QUANDO L’EMOJI DIVENTA GIUDIZIO
Negli ultimi mesi mi capita sempre più spesso di vedere nei quaderni dei bambini delle faccine: sorridenti quando tutto va bene, tristi quando c’è un errore. Non sono voti, sono emoji – ma hanno un peso enorme.
Molti docenti credono di aver tolto la pressione del voto: “Niente numeri, niente giudizio,” pensano.
E invece — forse senza accorgersene — hanno fatto qualcosa di molto più delicato:
hanno trasferito la valutazione sul piano emotivo.
Un voto (6, 7, 8) dice semplicemente:
“Questa è la performance.”
Una faccina triste dice invece:
“Il tuo errore mi rende triste, mi delude.”
Non è più un giudizio sul compito, è un giudizio sulla relazione.
Non è: “Hai sbagliato un esercizio.”
È: “Mi rendi felice quando fai bene, mi rendi triste quando sbagli.”
Il bambino cosa impara?
che l’errore non è neutro
che l’errore influisce sullo stato emotivo dell’adulto
che la sua prestazione scolastica può deludere o rallegrare l’adulto
che l’approvazione è condizionata dal risultato
E questo, pedagogicamente, è ben peggio di un voto.
Perché un voto puoi imparare a riconoscerlo come dato esterno.
Una faccina triste entra sotto pelle.
Ti dice che la tua performance scolastica si intreccia con l’umore di chi ti educa.
I bambini dovrebbero invece apprendere che:
l’errore non è un fallimento personale
non offende nessuno
non rende infelice l’adulto
fa parte del processo di crescita
La valutazione dovrebbe essere verbale, contestualizzata, motivante:
“Qui hai sbagliato, ma guarda che progresso.”

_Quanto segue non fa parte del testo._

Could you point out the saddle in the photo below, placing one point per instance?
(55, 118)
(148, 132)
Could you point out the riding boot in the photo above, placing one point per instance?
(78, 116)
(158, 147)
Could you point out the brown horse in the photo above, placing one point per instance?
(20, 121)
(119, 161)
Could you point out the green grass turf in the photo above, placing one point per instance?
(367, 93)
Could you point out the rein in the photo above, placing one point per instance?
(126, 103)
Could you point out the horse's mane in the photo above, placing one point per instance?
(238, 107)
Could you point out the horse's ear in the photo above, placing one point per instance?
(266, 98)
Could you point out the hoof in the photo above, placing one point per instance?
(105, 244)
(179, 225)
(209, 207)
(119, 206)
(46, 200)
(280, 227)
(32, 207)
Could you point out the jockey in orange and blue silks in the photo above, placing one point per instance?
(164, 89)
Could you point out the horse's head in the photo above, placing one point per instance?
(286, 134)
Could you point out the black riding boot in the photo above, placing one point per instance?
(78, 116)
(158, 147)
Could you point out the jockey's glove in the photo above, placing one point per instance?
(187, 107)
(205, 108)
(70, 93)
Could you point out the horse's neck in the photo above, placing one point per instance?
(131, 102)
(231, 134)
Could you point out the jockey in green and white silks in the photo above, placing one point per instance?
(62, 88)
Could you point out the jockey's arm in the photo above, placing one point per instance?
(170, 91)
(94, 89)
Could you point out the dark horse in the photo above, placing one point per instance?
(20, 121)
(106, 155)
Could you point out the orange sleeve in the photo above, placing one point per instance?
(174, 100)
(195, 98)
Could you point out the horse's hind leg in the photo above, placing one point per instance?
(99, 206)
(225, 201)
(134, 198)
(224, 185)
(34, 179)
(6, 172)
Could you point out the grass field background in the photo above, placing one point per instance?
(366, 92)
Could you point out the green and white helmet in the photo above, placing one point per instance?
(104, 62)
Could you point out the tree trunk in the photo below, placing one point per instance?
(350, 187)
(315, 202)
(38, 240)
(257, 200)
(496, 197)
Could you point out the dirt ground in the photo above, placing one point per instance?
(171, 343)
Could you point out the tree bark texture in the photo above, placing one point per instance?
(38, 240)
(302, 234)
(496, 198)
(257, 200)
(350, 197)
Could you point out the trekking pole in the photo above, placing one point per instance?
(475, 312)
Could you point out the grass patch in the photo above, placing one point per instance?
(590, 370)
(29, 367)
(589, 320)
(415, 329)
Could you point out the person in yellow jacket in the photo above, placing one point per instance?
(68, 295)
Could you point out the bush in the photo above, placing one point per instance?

“Questa parte la rivediamo insieme.”
“Hai capito bene il procedimento, ma hai saltato un passaggio.”
Questo è educare.
Questo è accompagnare.
Questo è tutelare la relazione.
Ai bambini va insegnato che l’errore è un passaggio di apprendimento, non una colpa affettiva.
Che non devono proteggere le emozioni dell’adulto.
Che la relazione non è in pericolo quando sbagliano.
E soprattutto:
che il loro valore non dipende da una faccina.